Clayoquot Action blames the presence of fish farms for contributing to the decline of wild stocks in recent years. But Stewart C. Johnson, who works at Fisheries and Oceans Canada’s Pacific Biological Station in Nanaimo, cautions against making this direct link.

“We really don’t understand what regulates salmon on the high seas,” said the biologist. “The thing that we see is that the longer the fish are in sea water, the more sea lice they have.”

Johnson compared sea lice on salmon to how flees affect a dog; it’s normal to have a few, but an excessive amount can be concerning.
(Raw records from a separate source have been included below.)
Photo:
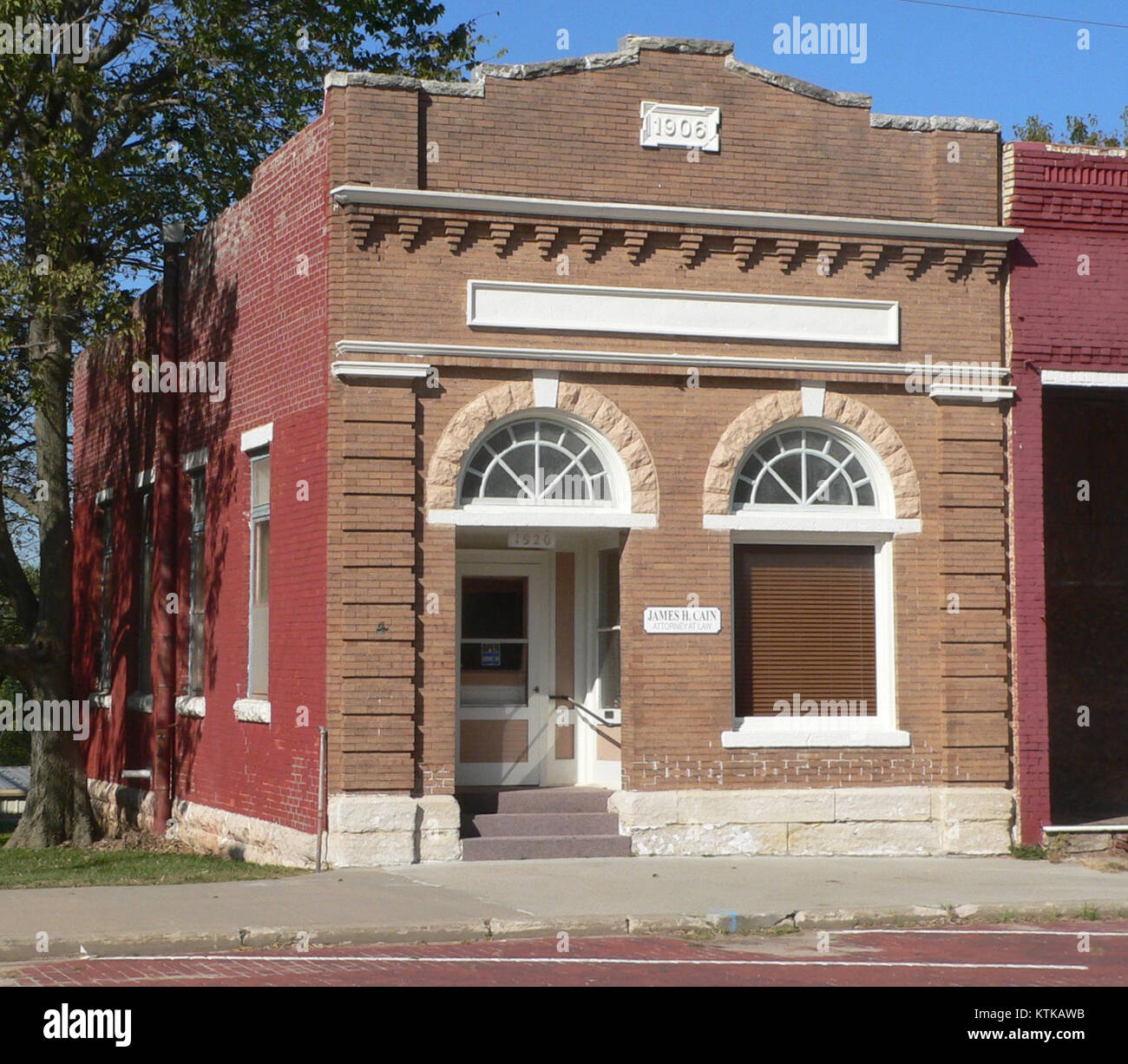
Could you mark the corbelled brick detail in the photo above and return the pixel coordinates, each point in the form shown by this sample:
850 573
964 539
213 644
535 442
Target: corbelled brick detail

He has noticed this among wild salmon, including the huge numbers of lice that affected a migration past Port Alberni in the 1990s.

“They had returning sockeye into Alberni Inlet - there was no farming in that area - and they had massive lesions on their heads,” said Johnson. “Every once in a while, given the right conditions and the right abundance of hosts – especially if fish are forced to reside in an area, like holed in an area in rivers – sea lice can become quite abundant on wild fish.”

In the spring Cermaq treated the sea lice by depopulating some farms while treating others with a hydrogen peroxide bath the company received the licence to use. The recent closure of the Fortune Channel site represents a further measure to control the spread of the parasites.

According to Cermaq, their fish are continually monitored for lice, and the salmon in the Fortune site did not have the parasites when they were moved from a freshwater hatchery to the saltwater pens in Clayoquot Sound. The affected fish were sent to a facility in Parksville to be composted and converted into fertilizer.

Earlier this year Cermaq announced its investment into a $12-million sea lice control barge, custom built in the Netherlands to serve the company’s West Coast sites. The Hydrolicer is designed to use water pressure to remove sea lice from salmon in net pens, with the ability to treat a whole site in two to three days.